I recently competed in a tournament. I was really motivated to do well. I had been training for close to a year and believed I could win or, at least, place high. As the competition approached I began to heavily feel the pressure I was placing upon myself to succeed. I knew I had the skills and drive to do well but, like the next man, you begin to envisage the worst. Imagining silly mistakes or losing your first fight. There is no pressure quite like the mental pressure you place upon yourself. I think this is summed up well in the words of UFC fighter Forrest Griffin.

"That fear for me is always there. It's a scary feeling. You're alone in a cage and everybody's watching and the fear really comes from knowing that I owe this to myself. I've done this much work and this is the thing I want. It's that fear that the thing you want most in your life is within your grasp and it's up to you to take it."
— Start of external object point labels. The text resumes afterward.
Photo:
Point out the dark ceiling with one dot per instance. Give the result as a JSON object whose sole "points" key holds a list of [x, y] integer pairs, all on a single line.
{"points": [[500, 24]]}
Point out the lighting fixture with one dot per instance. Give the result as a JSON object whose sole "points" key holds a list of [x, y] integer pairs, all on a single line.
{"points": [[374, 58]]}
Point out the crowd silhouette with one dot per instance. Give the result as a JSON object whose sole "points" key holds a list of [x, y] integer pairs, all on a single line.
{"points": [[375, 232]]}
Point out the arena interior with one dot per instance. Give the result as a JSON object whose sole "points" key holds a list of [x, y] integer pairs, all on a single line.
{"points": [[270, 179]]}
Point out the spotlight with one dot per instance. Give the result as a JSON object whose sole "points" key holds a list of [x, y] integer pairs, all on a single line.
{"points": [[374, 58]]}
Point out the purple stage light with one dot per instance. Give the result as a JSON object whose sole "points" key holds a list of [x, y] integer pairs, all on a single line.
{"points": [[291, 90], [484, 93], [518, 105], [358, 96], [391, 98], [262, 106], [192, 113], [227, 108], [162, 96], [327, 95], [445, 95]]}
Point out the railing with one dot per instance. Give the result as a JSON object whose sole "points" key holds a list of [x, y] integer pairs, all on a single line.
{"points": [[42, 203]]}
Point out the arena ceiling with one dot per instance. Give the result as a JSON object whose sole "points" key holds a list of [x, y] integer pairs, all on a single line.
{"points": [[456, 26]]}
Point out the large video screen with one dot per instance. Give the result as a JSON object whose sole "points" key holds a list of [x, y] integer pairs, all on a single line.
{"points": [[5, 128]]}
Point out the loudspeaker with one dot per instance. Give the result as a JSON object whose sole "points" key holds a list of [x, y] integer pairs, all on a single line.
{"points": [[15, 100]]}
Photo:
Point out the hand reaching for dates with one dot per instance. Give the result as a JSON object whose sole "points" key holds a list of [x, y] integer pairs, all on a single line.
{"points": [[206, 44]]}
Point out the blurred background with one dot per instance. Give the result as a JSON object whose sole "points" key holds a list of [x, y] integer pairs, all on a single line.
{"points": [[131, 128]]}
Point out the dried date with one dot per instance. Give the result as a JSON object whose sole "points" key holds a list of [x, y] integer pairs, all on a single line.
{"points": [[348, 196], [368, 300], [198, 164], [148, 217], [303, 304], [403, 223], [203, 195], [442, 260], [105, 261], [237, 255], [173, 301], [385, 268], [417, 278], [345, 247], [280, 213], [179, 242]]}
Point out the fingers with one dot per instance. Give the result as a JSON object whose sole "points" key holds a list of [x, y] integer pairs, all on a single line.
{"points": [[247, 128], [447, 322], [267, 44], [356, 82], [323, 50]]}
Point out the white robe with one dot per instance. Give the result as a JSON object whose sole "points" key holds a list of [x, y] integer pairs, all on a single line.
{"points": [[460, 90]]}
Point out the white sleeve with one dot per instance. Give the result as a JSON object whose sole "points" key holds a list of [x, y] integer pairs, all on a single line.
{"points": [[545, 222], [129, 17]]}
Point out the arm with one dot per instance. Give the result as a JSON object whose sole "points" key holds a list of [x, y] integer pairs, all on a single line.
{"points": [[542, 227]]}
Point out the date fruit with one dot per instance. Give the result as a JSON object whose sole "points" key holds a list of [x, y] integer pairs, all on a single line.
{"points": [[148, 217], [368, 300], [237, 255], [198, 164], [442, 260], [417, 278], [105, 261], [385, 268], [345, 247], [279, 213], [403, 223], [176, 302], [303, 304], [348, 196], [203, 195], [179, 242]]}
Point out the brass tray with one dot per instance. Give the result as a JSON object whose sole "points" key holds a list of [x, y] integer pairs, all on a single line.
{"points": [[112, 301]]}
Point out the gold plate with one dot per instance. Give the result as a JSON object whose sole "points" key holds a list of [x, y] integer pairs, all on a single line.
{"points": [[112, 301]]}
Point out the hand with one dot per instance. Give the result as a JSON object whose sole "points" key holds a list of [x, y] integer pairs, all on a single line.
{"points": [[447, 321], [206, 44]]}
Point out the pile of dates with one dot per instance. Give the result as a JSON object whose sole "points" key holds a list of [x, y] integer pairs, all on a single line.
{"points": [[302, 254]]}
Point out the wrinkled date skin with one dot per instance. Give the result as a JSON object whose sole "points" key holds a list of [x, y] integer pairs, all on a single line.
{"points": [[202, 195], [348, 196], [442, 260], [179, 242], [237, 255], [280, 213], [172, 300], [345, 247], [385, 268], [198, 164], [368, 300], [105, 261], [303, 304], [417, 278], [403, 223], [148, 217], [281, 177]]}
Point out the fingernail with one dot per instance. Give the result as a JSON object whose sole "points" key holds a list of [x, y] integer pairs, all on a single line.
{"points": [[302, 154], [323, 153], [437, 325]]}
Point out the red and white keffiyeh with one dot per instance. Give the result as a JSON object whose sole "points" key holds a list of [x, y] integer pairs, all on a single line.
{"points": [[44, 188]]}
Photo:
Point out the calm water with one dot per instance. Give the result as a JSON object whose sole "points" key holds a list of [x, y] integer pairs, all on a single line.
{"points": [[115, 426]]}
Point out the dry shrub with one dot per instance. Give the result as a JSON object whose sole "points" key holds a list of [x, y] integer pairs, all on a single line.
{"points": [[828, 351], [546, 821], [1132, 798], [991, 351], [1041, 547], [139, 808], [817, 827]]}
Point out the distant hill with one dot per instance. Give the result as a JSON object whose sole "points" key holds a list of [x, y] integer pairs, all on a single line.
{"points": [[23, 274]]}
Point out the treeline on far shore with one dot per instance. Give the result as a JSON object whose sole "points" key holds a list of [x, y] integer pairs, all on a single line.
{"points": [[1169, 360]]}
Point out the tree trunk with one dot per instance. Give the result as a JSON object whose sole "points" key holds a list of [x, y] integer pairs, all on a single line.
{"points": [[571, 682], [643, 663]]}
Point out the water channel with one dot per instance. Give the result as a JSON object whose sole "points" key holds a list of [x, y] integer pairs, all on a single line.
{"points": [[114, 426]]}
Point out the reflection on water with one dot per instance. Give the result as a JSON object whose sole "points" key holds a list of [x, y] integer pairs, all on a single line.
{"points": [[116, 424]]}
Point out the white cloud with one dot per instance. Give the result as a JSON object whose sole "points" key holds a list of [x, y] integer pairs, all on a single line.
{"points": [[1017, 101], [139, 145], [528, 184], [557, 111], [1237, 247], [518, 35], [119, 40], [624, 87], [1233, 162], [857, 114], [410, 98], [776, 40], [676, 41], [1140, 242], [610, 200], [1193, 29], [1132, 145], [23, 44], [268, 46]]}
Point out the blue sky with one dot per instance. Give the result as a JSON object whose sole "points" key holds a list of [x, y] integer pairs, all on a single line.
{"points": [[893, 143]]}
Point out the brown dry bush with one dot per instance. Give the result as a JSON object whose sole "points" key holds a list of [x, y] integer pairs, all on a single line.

I walked away from the tournament having won 4 fights and lost 2. I fought hard and learned a lot, but ultimately I walked away empty handed. I felt like I had not ‘taken it’. Why had I not just grabbed it and made victory mine? In the moment you cannot be objective. All you feel is disappointment and regret. The reality was my fitness was not up to par and I simply had not trained hard enough.

Now, weeks later, I can see with better clarity what I have learned from that experience and acknowledge what I lacked. I spent 2 minutes trying to escape from a triangle in one of my competition losses. When I did escape, time was up and I lost the fight on points. A few nights ago I found myself in a similar position in sparring and I smashed that triangle like it had called my mother a slag.

Failure is an obstacle on the road to success. There is definitely something in that 10,000 hour theory. The reality is you need to give more in order to achieve more. Natural ability, whilst necessary, can only take you so far. I can reflect and analyse all I want, but nothing can beat solid mat time. When I am training regularly and hard, I feel great and I fight with intelligence, stamina and strength.

I did an internet search on David Ginola, one website described him as a ‘stylish maverick’. I’d be happy with that title, as long as I am enjoying my jiu-jitsu, always learning, training hard and bringing the best me to the mat every time I roll.